Can someone help me with this question please?
What is the pH at each of the points in the titration of 25.00 mL of 0.1000 MHCl by 0.1000 M NaOH:i) After adding 25.00 mL NaOH ii) After adding 26.00 mL NaOH
thankyou
This is a titration problem of a strong acid with a strong base.
HCl + NaOH ==> NaCl + H2O
These titrations can be divided into four distinct parts.
a. At the beginning. pH is determined by the pure HCl with no NaOH added.
b. At the equivalence point. pH is determined by the hydrolysis of the salt. IN this case, the salt is NaCl which is neutral so the pH is 7.
c. All points between a and b. moles HCl - moles NaOH = moles HCl remaining. pH = -log(H^+).
d. All points after b. All you have in the solution is excess NaOH. Total moles NaOH added - moles HCl initially = moles excess NaOH and M NaOH = moles NaOH/total volume. Then pOH = -log(OH^-) and pH + pOH = pKw 14.
Post your work if you get stuck.
To find the pH at each point in the titration, we need to understand the concept of titration and how it affects the pH. Titration is a process in which a solution of known concentration (titrant) is added to a solution of unknown concentration until a chemical reaction between the two solutions is complete.
In this case, we are titrating 25.00 mL of 0.1000 M HCl with 0.1000 M NaOH. This is an acid-base titration, where HCl is the acid and NaOH is the base. The reaction between HCl and NaOH is a neutralization reaction, resulting in the formation of water (H2O) and a salt (NaCl):
HCl + NaOH -> H2O + NaCl
To determine the pH after adding NaOH at each point, we need to calculate the moles of HCl and NaOH at each respective point.

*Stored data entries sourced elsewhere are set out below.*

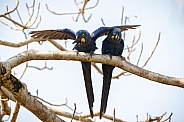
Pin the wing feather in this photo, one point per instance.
(62, 34)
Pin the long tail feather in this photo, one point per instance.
(107, 75)
(86, 67)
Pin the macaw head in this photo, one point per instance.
(114, 35)
(83, 38)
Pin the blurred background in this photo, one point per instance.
(129, 95)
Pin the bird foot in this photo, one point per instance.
(109, 55)
(91, 53)
(77, 52)
(122, 58)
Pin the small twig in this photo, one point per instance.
(64, 104)
(24, 71)
(45, 67)
(96, 67)
(79, 12)
(122, 14)
(73, 112)
(8, 12)
(152, 51)
(169, 118)
(114, 115)
(15, 113)
(140, 54)
(103, 23)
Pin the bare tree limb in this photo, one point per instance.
(152, 51)
(97, 58)
(23, 97)
(9, 12)
(15, 113)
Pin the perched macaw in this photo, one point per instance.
(112, 45)
(84, 43)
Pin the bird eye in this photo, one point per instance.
(112, 37)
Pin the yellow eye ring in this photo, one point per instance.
(83, 40)
(112, 37)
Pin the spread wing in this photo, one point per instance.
(62, 34)
(104, 30)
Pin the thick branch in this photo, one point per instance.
(24, 98)
(71, 55)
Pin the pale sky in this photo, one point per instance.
(130, 95)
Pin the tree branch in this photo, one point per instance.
(24, 98)
(97, 58)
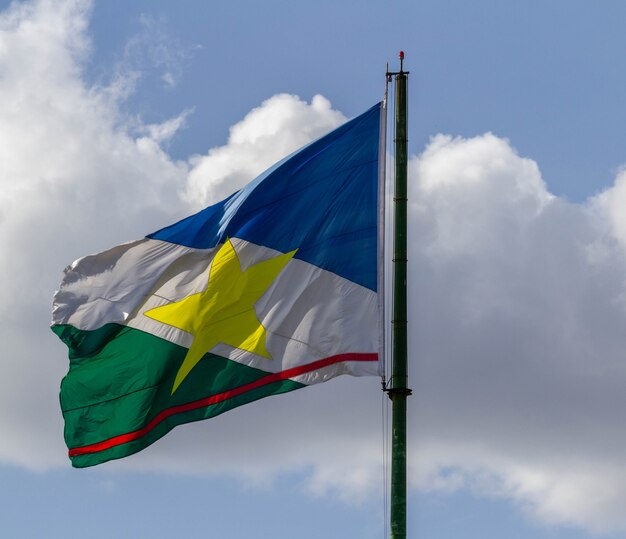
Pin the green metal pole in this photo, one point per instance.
(399, 391)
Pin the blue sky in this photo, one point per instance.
(117, 118)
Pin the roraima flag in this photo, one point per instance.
(270, 290)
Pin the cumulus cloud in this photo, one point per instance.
(517, 300)
(518, 311)
(268, 133)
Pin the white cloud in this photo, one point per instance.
(517, 300)
(268, 133)
(518, 312)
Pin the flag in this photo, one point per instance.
(273, 289)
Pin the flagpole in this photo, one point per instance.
(398, 390)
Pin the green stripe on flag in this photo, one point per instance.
(116, 398)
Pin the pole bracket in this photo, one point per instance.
(400, 391)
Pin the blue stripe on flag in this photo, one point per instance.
(322, 200)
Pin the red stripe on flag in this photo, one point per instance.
(214, 399)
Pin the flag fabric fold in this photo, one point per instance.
(273, 289)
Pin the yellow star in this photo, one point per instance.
(224, 312)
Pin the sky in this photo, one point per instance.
(117, 118)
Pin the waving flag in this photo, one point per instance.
(270, 290)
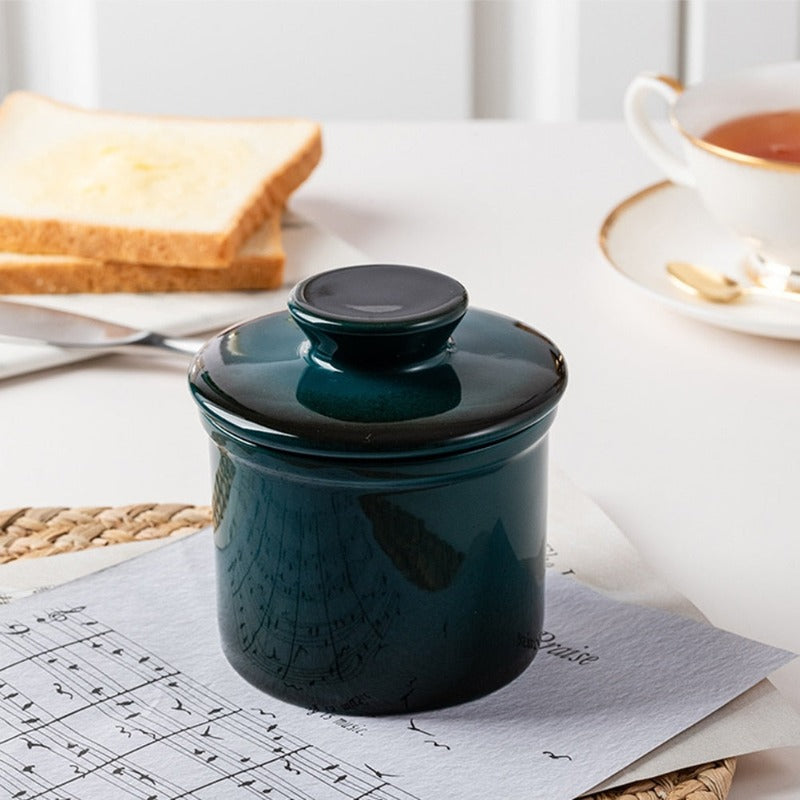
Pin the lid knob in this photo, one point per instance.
(378, 316)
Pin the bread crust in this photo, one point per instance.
(55, 274)
(195, 249)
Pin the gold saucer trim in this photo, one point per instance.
(619, 209)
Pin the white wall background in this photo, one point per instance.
(379, 59)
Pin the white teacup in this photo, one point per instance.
(757, 198)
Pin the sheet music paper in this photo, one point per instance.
(111, 689)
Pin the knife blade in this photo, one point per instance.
(33, 324)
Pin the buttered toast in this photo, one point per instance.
(259, 264)
(143, 189)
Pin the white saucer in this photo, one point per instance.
(665, 223)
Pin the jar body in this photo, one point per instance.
(380, 586)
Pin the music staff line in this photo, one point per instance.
(349, 781)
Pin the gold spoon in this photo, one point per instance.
(715, 286)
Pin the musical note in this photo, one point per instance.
(412, 727)
(109, 686)
(554, 756)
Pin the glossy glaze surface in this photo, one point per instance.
(382, 588)
(396, 386)
(380, 469)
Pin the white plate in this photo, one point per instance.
(309, 250)
(665, 223)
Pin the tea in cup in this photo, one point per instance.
(741, 153)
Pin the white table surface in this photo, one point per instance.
(686, 435)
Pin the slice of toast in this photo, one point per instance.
(142, 189)
(258, 265)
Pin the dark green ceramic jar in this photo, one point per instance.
(380, 470)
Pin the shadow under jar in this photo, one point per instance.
(379, 455)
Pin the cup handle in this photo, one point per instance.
(641, 126)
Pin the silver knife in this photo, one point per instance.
(31, 324)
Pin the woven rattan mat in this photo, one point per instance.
(34, 532)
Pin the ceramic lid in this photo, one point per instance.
(377, 361)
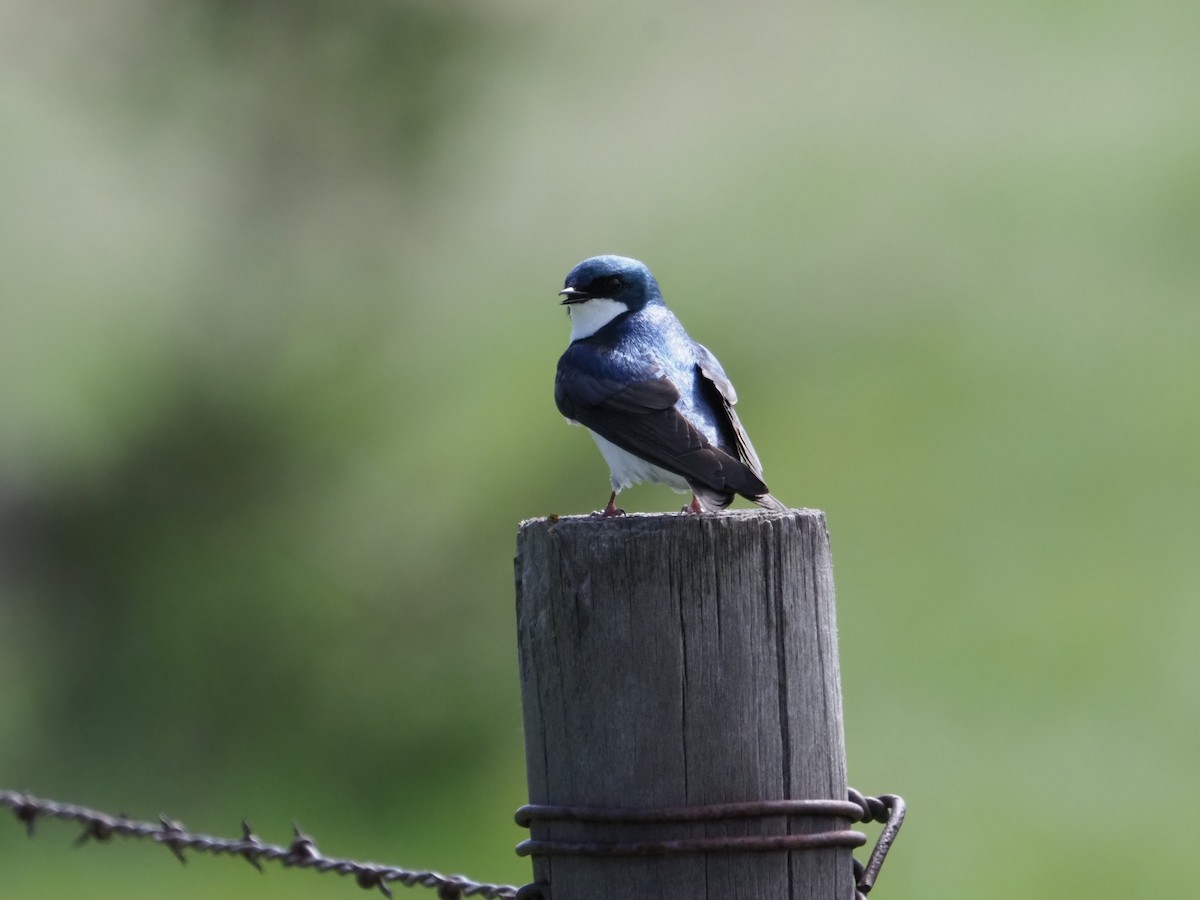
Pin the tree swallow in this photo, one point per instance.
(659, 405)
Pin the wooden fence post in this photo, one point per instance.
(675, 660)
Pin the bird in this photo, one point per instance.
(657, 402)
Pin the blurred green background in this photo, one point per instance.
(277, 336)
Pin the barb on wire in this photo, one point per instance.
(300, 853)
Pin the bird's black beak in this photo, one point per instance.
(573, 295)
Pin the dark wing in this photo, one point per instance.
(641, 418)
(723, 396)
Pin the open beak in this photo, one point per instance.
(571, 295)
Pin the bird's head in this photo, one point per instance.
(616, 280)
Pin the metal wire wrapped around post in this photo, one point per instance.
(888, 809)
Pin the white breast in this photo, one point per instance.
(593, 315)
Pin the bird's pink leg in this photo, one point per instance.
(611, 510)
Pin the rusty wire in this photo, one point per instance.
(303, 853)
(300, 853)
(887, 809)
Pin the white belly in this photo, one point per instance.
(628, 469)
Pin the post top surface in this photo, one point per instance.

i) After adding 25.00 mL NaOH:
In this case, we have added the same volume of NaOH as HCl. Therefore, the reaction between HCl and NaOH would be complete. Since we have equal moles of HCl and NaOH, they neutralize each other completely, resulting in a solution containing only the salt, NaCl.
ii) After adding 26.00 mL NaOH:
To determine the pH after adding an additional 1.00 mL of NaOH, we need to calculate the moles of HCl and NaOH at this point.
Moles of HCl = (volume of HCl in liters) x (molarity of HCl)
= (25.00 mL / 1000 mL/L) x (0.1000 M)
= 0.00250 moles HCl
Moles of NaOH = (volume of NaOH in liters) x (molarity of NaOH)
= (26.00 mL / 1000 mL/L) x (0.1000 M)
= 0.00260 moles NaOH
Since the reaction between HCl and NaOH is 1:1, the additional 0.00260 moles of NaOH would neutralize 0.00260 moles of HCl. Therefore, there would be a slight excess of NaOH in the solution.
To calculate the pH after adding the additional NaOH, we need to calculate the concentration of HCl and NaOH remaining in the solution.
Concentration of HCl = (moles of HCl remaining) / (volume of solution in liters)
= (0.00250 moles - 0.00260 moles) / (50.00 mL + 26.00 mL) / 1000 mL/L
= [(-0.00010) moles] / 0.076 L
= -0.001315 M (Note: The negative sign indicates an excess of NaOH)
Now, to calculate the pH, we can use the formula:
pH = -log[H+]
The concentration of H+ in the solution can be calculated using the concentration of HCl:
[H+] = [HCl] = 0.001315 M
Taking the negative logarithm:
pH = -log(0.001315) ≈ 2.88
In summary, after adding 25.00 mL NaOH, the solution would have a neutral pH (7). After adding 26.00 mL NaOH, the pH would be approximately 2.88.